A person with the pseudonym Salvador Astucia argues that the murder of John Lennon is another government operation disguised as a murder by one of those mysterious "lone nuts". Perhaps Wolper did not want to include the killing of John Lennon in his documentary because he did not want to bring attention to the suspicious aspects of the murder. And perhaps the reason is that his friends were involved in that murder, also.
Salvador Astucia's site
 

Sex was not a topic in the early years of TV

On page 180 we read that Wolper discovered a great idea for a documentary:
Because we were producing films primarily for television, we rarely explored anything concerning sex, but when we began looking for ideas for our next feature-length documentaries, I met with Nick Noxon and Irwin Rosten to figure out what we wanted to do. What do people want, I asked, what subjects are they interested in?

"Sex and food," Rosten said.

Exactly. We discussed many different ways of approaching the subjects until finally someone mentioned animals. I responded to that immediately: "Right. Animal sex. That's what we'll do." This was followed by a long silence.

Finally Nick said, "What an incredible idea -- animal sex."


Advertisements, television programs, and movies are full of sexual titillation, but there is no serious information about sex, our digestive system, or the reproductive process. People like Wolper are part of the reason. Their goals are not to educate people with their advertisements, television shows, or movies. Rather, their goals are to increase profit and bring them fame. They consider the common person to be an animal to exploit, or a retarded girl to rape. They have no concern about whether they create anything of value for the human race.
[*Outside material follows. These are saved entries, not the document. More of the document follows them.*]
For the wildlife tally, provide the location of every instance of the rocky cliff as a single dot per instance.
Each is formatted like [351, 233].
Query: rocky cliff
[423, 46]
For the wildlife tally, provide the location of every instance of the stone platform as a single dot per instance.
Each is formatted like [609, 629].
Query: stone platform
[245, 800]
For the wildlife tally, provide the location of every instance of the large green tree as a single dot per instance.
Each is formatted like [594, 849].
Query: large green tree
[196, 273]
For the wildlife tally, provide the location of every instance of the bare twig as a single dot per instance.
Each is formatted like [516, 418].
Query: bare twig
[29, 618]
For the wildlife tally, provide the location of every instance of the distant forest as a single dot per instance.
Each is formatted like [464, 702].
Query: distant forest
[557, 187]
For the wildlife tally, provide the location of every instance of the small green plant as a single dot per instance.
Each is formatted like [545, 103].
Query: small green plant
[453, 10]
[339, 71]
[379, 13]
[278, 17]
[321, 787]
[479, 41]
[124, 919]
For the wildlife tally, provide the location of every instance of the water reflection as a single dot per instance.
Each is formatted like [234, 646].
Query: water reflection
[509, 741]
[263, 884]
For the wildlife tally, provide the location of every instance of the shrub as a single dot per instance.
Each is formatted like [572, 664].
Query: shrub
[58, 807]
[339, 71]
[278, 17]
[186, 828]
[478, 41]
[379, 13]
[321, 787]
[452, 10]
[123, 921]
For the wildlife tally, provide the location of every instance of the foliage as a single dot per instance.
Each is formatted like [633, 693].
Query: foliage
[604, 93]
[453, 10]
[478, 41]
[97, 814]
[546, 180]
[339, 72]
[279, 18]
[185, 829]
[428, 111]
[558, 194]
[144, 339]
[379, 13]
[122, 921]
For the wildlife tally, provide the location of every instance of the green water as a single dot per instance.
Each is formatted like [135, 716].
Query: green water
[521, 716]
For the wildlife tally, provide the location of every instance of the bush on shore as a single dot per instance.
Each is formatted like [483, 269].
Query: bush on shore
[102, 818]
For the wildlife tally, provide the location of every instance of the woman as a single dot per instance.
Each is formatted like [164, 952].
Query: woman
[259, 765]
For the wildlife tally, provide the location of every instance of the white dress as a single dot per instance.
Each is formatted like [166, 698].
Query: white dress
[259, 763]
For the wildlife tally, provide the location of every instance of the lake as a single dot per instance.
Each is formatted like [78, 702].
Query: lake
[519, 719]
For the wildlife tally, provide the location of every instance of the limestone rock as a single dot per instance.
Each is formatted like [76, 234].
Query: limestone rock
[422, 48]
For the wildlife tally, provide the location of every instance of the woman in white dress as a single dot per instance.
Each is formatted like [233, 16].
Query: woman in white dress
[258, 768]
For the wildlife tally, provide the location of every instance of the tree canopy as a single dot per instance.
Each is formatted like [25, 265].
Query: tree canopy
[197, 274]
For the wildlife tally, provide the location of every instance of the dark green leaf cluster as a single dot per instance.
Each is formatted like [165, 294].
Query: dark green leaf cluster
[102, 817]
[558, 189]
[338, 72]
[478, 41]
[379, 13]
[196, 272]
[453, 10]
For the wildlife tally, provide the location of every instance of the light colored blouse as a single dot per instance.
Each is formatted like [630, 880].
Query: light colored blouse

There are some interesting aspects to animal and human sex, but Wolper was not interested in discussing this issue from a serious point of view. He was discussing animal sex only to titillate the common people.
 

Does Wolper have Redeeming Social Value?

Has David Wolper or any of the executives in television, Hollywood, or advertising provided anything of value to the human race? Do we really benefit from their television shows, movies, or advertisements? I don't think so. Actually, I think everybody, especially children, would have a much happier life if we were free of their manipulation, deception, and sexual titillation. I think children are picking up distorted views of life, money, sex, drugs, and jewelry from these people.

I think David Wolper is analogous to a doctor who offers people whatever prescription drugs they want, regardless of whether they need them.